The petitioner, Dr Imran Liaquat, sought leave to appeal a Sindh High Court division bench judgment of October 2, 2002, whereby his writ petition for ouster of the Muttahida candidates from the electoral arena was heard.

He alleged that the party and its nominees were against the ideology of Pakistan, raised parochial slogans and demanded a new constitution. They were also anti-Islam, anti-state and anti-army in their orientation and, accordingly, ineligible to contest the elections to the houses of national and provincial legislatures, the petitioner contended.

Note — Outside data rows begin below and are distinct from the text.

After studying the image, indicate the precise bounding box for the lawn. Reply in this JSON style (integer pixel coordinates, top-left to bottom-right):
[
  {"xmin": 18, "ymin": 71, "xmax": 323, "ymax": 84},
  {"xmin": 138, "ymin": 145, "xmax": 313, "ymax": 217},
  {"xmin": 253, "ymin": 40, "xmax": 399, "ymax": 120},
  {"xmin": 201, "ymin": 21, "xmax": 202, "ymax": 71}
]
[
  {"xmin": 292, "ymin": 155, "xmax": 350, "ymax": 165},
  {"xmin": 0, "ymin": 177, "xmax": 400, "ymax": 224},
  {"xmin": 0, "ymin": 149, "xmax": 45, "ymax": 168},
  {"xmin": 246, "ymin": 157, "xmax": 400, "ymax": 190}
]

Opposing the grant of leave, Deputy Attorney-General Syed Zaki Mohammad and Advocate-General Anwar Mansoor Khan submitted that neither the writ petition, nor the petition for leave to appeal was maintainable in law.

The original petition, which was rightly dismissed by the high court as misconceived, had become infructuous as the Muttahida candidates had since been elected and sworn in under the law and the Constitution.

The petitioner should have approached the Election Commission, which registered the party under the law and allowed its candidates to contest the polls in accordance with the provisions of the Representation of People Act. Objections could have been raised before the returning officers.

A sitting member could be disqualified only under Article 63 of the Constitution through a reference made by the speaker or chairman of the house concerned. In any case, there is no provision for wholesale disqualification of members of a party duly registered under the Political Parties Act, the law officers argued.

A bench, headed by Chief Justice Nazim Hussain Siddiqui, and comprising Justices Jawed Iqbal and Abdul Hameed Dogar, dismissed the petition after detailed arguments and refused the petitioner leave to appeal.